3) Another way to understand how the pain is there to protect us, rather than punish us, is to recognise it is our body’s way of telling us to slow down and take time out. For example, consider the adult part of you as the part that makes you do what you ‘ought to’, or ‘should do’. Then consider your inner child, which resists the adult expectations. This is the part of you that ‘can’t be bothered’, says ‘it’s not fair’, ‘I can’t do it’ or ‘I don’t want to’. The internal turmoil between the two can in itself cause psychophysiological symptoms. In fact it can help to consider your symptoms as being a result of your inner child crying out for help, or urging you to back off and take a break. Unfortunately persistent symptoms occur when we don’t recognise these messages and just push on despite everything.
a) Pain often results from perpetually being on the go, never taking time out from constant distractions, such as the TV, radio, reading, socialising, computer, work etc. The inner child ‘kicks off’, trying to get you to take time out to ‘defuse’, relax and allow the unconscious mind to process everything that’s happened and acknowledge how you feel, which it can’t effectively do while being constantly bombarded by sensory and information overload.

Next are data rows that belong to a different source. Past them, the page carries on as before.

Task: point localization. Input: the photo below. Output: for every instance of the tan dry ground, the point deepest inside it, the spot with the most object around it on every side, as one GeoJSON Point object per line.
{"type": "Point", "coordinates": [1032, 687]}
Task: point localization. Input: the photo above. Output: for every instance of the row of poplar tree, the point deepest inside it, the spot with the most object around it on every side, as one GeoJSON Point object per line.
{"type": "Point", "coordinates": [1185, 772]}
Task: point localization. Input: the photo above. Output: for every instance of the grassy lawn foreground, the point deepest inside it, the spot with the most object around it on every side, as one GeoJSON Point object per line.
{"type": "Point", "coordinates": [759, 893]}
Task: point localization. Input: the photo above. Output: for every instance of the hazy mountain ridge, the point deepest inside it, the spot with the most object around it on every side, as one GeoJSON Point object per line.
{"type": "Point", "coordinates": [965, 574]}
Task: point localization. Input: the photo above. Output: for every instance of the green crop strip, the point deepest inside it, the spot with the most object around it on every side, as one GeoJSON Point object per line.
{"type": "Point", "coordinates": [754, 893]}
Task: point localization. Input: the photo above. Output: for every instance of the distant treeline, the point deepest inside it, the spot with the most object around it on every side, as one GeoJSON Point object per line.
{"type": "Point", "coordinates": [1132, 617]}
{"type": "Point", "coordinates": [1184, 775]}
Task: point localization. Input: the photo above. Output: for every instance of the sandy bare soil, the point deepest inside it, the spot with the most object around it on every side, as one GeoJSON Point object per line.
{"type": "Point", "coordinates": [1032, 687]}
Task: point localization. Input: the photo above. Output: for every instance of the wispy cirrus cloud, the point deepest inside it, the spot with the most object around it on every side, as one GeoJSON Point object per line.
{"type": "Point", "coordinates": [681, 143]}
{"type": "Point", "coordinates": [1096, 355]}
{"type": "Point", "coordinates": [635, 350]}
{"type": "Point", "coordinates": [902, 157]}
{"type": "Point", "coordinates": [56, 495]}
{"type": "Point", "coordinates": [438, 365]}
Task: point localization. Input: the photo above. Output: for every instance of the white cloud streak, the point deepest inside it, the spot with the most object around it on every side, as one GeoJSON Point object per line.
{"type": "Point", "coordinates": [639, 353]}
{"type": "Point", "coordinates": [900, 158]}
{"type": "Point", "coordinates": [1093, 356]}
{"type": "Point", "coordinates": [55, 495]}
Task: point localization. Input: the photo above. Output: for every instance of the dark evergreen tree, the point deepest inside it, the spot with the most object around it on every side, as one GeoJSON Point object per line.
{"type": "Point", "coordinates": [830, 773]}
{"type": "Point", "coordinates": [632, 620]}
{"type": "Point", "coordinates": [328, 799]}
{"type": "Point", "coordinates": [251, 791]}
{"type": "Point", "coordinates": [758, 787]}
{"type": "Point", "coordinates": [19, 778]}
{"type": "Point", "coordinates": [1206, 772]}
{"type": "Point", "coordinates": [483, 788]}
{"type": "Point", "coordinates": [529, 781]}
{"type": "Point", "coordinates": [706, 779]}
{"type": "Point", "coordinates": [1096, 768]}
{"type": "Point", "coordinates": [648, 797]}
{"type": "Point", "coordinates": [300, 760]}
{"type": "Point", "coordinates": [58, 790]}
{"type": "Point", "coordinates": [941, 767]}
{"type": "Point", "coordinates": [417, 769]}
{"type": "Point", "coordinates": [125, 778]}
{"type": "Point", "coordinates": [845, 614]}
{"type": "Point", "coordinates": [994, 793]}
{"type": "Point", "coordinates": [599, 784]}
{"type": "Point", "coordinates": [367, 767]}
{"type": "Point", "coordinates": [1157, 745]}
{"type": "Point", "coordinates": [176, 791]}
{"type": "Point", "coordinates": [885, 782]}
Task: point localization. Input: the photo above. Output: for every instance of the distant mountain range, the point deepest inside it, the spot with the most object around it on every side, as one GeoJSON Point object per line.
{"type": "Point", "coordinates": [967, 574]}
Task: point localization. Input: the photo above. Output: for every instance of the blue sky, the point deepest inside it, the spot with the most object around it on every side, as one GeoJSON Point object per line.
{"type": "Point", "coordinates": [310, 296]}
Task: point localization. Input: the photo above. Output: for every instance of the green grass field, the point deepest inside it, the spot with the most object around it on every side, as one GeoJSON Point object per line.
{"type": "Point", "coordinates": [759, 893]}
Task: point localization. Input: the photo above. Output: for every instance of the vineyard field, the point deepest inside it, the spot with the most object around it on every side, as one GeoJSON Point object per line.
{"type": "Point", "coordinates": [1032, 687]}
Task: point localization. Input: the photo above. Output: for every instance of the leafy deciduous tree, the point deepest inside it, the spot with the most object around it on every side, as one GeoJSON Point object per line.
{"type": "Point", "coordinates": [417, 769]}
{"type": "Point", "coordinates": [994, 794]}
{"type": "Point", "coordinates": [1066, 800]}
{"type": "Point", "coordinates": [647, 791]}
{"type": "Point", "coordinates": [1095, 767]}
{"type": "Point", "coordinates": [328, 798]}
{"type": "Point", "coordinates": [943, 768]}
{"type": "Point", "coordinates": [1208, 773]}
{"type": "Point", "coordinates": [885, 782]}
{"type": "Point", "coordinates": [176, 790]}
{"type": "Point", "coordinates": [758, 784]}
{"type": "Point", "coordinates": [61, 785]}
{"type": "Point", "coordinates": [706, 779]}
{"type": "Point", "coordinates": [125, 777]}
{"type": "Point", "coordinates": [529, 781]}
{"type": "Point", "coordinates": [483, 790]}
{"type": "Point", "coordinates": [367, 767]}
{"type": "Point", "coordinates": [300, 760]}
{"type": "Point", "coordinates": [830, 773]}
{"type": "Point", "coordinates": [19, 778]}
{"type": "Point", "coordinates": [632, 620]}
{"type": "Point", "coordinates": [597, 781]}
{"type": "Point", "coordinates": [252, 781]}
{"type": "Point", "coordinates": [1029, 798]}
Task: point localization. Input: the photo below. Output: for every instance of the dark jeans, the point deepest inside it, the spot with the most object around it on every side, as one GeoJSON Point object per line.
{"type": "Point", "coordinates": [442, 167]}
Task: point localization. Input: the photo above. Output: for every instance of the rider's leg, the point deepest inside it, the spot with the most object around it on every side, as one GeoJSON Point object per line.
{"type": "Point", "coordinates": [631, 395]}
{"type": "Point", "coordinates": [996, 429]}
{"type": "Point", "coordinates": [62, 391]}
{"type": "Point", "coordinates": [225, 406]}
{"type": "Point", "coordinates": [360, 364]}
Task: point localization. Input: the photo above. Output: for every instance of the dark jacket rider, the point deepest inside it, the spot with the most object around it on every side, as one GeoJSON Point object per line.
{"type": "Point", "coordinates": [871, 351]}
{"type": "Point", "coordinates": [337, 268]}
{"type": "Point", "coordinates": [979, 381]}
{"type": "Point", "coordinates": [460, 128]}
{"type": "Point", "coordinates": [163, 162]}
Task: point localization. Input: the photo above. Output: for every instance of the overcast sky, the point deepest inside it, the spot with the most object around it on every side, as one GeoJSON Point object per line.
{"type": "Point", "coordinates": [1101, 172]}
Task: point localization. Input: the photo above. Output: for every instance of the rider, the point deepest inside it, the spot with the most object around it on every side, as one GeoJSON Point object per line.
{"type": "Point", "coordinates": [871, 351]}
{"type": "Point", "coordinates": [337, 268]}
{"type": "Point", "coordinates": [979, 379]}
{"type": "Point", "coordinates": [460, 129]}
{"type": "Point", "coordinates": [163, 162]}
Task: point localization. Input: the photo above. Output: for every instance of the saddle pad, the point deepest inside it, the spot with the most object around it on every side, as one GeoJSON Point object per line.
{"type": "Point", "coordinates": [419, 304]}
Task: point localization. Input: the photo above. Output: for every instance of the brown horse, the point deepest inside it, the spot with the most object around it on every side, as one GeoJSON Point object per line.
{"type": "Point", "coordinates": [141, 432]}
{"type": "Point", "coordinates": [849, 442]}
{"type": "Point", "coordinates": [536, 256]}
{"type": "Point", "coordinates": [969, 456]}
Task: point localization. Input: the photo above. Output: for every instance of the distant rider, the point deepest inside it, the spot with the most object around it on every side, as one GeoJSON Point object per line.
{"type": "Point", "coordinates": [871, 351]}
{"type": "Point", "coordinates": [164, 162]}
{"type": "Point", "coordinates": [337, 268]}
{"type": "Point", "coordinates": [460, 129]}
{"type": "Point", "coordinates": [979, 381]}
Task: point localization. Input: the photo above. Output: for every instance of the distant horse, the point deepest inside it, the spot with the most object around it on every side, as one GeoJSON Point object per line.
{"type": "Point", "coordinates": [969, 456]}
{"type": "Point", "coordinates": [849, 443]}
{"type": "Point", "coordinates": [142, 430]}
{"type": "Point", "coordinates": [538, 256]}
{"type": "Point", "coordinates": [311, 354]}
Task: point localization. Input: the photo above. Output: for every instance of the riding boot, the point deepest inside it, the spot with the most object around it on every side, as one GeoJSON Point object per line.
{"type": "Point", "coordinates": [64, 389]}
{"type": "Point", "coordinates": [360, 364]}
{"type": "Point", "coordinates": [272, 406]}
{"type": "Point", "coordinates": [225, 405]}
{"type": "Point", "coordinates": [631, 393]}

b) Pain can also result from having to cope with difficult situations or traumas, or the triggering of emotional memories from the past. Your inner child might be crying out for help, feeling he/she can’t cope anymore.
c) Internal resistance might also be caused by your learned beliefs, behaviours and attitudes. E.g. a belief that you’re not good enough, being judgemental of others or your behaviour if one of your ‘buttons has been pressed’. This inner turmoil between the inner adult and child causes self-induced stress, resulting in symptoms.
d) Finally pain might be your inner child’s way of telling you to back off from your constant negative inner chatter. This might be due to you being overly self-critical, your need to be good or perfect, conscientious or analysing everything. These traits can create huge amounts of self-induced stress which manifests as psychophysiological symptoms.
All these can be modified once recognised, as you respond to your inner child’s attempts to back off and learn to be kind to yourself.
However you understand your symptoms, the more allowing you are of them, the more chance you have of getting to the bottom of them. If you fight and resist them, unfortunately, ‘what you resist, persists’. The good news though, is that because psychophysiological symptoms are reversible, full recovery is possible.